MUNICH--German engineering giant Siemens AG announced on Thursday an additional 4,500 job cuts world-wide, targeting its embattled power and gas division and a group of underperforming businesses it hopes to turn around.

The new cuts--roughly 2,200 of which are expected to be in Germany--come just months after Siemens said it would reduce its global head count by 7,800, a number it brought down to 7,400 following labor negotiations. The company has also said it would cut around 1,200 jobs in the energy division.

The announcement came as Siemens turned in a sharp improvement in net profit in the quarter to the end of March when proceeds from asset sales and the impact of the weak euro offset shrinking profit margins at its energy and industrial units.

The total of roughly 13,100 job losses is part of a company-wide restructuring led by Chief Executive Joe Kaeser, which includes selling off noncore businesses and focusing more on energy.

"With the initiation of these measures, the company's structural organization has been completed for the most part," Mr. Kaeser said.

Siemens said the job cuts in the power and gas business were a result of a challenging market for power-generation equipment as regulatory changes, falling prices, stiffer competition and overcapacity have plagued Europe's electricity utilities. The other cuts are expected to target a group of unprofitable businesses, including the compressors, transmission and mechanical-drives units.

As part of the restructuring, Mr. Kaeser has sought to sell, partner or turnaround a number of underperforming businesses that comprise around 18% of sales. That effort has included the sale of its health care information technology business for $1.3 billion and a heavy metals joint venture with Mitsubishi Heavy Industries Ltd.

The surge in net profit came largely from gains from the sale of Siemens' stake in a household-appliances joint venture with Robert Bosch GmbH and the disposal of its hearing-aid unit and health care information technology businesses.

Net profit for the period, Siemens' fiscal second quarter, rose to EUR3.89 billion ($4.41 billion) from EUR1.12 billion during the same period last year, beating analysts' expectations. Analysts had forecast a net profit of EUR2.01 billion, according to a recent poll by The Wall Street Journal.

Revenue rose by 8% to EUR18.05 billion from EUR16.7 billion last year, helped by the euro's weakness against major currencies. New orders climbed by 16% to EUR20.75 billion, boosted by large domestic contracts at Siemens' train business.

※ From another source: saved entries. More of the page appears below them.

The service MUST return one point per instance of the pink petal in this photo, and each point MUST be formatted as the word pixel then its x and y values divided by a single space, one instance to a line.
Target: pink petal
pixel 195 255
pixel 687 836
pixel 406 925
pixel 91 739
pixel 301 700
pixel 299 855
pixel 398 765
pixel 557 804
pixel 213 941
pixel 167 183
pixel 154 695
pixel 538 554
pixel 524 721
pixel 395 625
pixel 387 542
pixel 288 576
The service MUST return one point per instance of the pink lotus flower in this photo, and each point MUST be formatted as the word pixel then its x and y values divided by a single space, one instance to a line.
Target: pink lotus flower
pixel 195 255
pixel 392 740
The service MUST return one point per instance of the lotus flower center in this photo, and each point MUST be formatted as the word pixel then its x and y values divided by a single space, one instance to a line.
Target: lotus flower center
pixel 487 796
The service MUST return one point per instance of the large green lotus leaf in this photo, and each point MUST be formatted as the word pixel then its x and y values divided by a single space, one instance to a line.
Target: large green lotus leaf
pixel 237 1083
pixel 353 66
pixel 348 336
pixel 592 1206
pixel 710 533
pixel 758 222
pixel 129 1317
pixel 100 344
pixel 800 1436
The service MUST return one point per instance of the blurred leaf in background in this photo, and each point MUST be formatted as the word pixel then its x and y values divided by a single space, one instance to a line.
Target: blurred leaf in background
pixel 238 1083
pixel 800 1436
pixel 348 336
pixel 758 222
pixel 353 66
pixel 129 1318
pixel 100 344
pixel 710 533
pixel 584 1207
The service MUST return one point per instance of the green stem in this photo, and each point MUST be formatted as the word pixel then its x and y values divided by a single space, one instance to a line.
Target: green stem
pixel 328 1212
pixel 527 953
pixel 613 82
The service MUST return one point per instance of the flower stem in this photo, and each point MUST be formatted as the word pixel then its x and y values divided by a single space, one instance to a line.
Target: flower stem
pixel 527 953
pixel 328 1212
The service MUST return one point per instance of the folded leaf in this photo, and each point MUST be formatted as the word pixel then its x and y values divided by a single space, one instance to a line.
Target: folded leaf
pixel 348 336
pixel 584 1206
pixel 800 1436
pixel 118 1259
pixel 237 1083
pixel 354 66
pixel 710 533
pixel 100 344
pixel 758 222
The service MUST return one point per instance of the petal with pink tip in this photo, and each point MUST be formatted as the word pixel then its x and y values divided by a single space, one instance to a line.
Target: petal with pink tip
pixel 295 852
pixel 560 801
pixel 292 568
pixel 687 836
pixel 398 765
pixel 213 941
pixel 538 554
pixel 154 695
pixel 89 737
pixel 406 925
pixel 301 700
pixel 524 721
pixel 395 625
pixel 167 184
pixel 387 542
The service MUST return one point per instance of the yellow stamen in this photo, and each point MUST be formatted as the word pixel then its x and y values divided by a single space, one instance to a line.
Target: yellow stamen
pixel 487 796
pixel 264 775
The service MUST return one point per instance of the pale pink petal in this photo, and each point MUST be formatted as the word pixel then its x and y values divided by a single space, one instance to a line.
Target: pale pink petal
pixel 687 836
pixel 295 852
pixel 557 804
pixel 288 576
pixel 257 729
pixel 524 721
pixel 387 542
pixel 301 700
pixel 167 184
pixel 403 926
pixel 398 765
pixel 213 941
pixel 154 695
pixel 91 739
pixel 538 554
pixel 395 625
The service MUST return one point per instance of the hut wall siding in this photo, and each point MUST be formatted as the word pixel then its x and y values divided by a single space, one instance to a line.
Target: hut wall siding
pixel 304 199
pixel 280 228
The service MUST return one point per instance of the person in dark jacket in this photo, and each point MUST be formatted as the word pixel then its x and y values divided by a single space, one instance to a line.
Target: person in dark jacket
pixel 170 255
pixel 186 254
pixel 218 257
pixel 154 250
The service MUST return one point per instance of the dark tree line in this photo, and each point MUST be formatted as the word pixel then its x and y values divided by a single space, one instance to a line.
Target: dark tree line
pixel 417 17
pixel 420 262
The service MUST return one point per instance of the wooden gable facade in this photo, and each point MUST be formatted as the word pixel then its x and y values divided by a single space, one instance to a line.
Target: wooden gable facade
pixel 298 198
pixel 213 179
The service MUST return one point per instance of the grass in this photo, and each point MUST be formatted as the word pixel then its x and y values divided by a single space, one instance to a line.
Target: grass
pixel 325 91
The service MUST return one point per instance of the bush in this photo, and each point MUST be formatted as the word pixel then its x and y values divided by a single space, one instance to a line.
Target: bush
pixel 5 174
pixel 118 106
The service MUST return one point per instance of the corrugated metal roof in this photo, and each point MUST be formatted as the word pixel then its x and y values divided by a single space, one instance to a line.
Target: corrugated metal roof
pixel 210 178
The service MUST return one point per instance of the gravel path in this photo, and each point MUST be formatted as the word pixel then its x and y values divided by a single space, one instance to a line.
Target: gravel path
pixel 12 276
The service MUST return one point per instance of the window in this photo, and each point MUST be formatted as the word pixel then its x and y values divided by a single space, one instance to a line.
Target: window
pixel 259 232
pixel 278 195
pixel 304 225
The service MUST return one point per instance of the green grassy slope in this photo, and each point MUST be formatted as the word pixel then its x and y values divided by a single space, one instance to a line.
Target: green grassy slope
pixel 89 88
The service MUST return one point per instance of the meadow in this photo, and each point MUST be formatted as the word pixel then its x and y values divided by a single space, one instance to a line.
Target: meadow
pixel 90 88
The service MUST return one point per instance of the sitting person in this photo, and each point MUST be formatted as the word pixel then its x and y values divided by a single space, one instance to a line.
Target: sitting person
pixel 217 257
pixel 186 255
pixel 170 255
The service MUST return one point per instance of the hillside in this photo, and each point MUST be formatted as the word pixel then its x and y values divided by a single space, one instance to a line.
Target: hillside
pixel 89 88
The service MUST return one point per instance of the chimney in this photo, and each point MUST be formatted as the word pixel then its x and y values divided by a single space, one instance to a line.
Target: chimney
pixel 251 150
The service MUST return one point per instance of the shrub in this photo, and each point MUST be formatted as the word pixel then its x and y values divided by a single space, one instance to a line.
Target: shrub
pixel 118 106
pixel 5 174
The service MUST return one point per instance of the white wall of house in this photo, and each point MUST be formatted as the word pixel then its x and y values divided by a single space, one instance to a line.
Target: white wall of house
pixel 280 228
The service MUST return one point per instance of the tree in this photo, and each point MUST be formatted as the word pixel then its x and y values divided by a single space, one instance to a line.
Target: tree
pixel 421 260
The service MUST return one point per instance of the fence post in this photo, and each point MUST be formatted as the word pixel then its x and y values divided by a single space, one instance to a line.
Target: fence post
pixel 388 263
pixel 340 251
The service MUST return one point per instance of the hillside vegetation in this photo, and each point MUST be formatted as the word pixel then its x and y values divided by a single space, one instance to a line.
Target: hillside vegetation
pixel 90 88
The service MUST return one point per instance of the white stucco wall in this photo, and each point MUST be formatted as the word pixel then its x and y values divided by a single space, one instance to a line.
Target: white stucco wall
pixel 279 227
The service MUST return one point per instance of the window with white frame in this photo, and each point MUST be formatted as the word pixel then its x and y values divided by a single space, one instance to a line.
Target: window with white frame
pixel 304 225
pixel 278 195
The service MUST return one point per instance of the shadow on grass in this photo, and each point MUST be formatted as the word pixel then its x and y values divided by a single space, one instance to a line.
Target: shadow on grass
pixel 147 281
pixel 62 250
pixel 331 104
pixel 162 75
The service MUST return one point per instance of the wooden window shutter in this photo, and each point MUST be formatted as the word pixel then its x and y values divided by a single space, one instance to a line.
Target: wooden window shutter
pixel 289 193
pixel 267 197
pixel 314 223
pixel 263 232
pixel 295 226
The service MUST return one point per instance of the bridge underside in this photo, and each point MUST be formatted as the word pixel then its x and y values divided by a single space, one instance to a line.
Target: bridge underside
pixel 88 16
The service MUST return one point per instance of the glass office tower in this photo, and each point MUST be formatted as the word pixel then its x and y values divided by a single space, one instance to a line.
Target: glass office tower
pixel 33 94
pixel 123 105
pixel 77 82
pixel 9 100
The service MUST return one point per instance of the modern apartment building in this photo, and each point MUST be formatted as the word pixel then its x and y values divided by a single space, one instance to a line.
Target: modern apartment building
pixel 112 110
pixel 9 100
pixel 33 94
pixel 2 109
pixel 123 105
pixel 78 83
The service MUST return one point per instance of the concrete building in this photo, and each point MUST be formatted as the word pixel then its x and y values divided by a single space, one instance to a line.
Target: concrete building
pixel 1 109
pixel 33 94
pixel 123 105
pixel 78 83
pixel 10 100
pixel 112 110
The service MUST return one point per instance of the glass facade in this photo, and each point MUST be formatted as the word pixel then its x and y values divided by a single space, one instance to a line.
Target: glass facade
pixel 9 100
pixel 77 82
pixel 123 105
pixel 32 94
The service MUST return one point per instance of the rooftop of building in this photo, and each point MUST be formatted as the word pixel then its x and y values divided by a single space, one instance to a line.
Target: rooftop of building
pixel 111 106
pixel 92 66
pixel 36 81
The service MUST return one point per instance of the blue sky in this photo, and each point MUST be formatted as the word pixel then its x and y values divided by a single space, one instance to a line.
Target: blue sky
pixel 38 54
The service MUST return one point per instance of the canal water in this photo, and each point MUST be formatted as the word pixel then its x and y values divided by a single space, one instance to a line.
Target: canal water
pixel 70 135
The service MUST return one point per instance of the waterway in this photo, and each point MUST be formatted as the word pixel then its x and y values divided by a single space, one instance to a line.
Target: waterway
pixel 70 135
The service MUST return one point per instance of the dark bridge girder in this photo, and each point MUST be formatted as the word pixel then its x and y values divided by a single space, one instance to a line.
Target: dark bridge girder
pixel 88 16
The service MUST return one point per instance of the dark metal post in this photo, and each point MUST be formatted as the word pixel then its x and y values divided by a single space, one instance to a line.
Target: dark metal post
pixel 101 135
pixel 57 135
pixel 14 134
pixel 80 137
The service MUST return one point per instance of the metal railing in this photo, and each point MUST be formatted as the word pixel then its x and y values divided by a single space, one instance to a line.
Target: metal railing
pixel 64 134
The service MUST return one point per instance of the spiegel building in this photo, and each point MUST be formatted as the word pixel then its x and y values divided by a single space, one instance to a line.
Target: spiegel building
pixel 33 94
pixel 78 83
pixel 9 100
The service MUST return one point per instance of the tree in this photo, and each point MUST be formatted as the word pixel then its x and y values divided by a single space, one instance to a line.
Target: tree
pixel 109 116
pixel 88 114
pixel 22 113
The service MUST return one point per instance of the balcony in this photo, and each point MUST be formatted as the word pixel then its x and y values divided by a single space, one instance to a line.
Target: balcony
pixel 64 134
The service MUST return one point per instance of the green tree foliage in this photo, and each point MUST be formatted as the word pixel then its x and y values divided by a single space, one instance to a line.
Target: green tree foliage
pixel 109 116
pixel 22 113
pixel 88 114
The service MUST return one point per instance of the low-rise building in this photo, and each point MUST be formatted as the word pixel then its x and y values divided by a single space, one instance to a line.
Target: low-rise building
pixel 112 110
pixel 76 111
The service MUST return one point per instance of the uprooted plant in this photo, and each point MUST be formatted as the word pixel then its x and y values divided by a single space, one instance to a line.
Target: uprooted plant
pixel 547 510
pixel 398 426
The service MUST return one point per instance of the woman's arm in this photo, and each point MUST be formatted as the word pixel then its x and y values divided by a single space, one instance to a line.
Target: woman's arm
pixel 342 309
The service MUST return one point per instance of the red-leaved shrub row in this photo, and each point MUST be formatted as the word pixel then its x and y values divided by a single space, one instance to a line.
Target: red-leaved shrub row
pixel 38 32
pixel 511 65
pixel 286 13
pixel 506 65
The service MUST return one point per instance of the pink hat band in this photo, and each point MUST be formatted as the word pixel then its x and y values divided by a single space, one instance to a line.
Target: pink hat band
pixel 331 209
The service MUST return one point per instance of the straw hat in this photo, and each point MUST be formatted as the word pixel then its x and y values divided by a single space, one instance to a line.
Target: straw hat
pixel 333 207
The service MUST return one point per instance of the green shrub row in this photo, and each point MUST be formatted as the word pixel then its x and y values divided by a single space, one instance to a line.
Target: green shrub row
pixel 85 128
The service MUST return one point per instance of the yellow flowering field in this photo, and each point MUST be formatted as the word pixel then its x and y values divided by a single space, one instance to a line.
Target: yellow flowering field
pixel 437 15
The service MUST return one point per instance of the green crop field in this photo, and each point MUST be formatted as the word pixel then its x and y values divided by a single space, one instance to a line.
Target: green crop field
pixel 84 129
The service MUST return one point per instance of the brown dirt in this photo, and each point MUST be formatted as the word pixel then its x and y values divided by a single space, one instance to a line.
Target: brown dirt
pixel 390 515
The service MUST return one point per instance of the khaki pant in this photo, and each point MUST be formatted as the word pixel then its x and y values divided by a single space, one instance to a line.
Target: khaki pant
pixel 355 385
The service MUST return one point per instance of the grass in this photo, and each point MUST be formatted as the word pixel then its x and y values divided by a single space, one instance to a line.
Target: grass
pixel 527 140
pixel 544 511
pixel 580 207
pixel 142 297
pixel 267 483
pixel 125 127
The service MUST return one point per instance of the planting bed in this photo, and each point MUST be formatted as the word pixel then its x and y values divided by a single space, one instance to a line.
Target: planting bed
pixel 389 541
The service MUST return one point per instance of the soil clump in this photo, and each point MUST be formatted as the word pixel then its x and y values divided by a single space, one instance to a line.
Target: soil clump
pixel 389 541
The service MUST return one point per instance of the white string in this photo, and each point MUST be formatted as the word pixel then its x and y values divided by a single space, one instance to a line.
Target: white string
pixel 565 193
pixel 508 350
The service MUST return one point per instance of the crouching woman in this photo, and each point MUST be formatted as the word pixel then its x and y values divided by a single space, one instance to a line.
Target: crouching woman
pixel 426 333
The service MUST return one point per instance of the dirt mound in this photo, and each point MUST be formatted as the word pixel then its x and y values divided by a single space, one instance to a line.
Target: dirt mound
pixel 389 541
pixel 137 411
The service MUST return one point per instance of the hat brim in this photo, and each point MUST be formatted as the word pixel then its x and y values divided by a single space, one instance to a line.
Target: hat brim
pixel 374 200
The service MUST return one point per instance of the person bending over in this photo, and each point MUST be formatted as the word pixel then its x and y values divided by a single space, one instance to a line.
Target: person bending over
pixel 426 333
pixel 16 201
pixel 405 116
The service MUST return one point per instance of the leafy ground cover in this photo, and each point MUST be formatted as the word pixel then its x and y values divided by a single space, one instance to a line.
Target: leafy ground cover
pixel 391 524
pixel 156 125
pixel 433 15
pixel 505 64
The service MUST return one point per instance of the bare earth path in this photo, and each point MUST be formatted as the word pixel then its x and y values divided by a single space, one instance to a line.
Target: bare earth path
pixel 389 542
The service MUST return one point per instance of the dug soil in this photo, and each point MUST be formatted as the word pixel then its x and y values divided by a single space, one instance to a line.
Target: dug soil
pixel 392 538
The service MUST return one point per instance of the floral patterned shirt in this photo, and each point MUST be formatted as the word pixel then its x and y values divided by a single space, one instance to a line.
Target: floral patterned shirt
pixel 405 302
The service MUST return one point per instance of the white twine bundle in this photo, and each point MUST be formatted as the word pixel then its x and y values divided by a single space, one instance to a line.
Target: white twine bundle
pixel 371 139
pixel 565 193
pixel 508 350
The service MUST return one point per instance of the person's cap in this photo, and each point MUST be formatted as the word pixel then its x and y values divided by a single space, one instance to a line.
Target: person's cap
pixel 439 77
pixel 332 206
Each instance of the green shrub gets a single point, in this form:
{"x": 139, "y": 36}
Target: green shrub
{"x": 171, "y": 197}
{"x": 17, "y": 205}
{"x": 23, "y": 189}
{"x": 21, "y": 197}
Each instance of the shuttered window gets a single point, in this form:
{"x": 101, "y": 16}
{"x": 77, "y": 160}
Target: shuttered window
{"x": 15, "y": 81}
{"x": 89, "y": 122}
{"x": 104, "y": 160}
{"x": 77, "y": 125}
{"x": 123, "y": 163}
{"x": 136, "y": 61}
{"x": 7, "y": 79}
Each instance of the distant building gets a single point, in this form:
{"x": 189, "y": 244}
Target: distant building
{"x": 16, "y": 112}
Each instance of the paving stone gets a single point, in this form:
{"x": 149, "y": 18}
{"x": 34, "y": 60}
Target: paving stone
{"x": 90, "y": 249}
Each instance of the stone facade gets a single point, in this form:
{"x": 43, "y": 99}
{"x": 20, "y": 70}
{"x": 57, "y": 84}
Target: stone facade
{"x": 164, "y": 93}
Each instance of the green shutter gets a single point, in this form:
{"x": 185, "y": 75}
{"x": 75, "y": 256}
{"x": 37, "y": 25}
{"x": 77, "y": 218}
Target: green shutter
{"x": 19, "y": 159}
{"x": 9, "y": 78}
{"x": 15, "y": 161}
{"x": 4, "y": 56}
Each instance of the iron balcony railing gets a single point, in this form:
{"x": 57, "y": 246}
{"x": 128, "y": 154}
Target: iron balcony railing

However, low oil prices and volatile economic conditions in some parts of the world squeezed the group's profitability. The overall industrial profit margin dropped to 9% from 10.3% during the same period last year.

Mr. Kaeser has faced pressure from shareholders to justify Siemens' planned $7.6 billion acquisition of U.S. oil-equipment maker Dresser Rand Group Inc., announced last September. Many analysts and investors have judged the deal as expensive as oil prices have tumbled.

But Mr. Kaeser said on Thursday the deal was still on track to close by this summer as originally planned. "We are quite confident," he said.

Siemens reiterated its guidance for the 2015 fiscal year, saying its expects to attain a profit margin for its industrial businesses between 10% and 11%, a target that many analysts have said Siemens may have trouble achieving in light of continuing economic difficulties.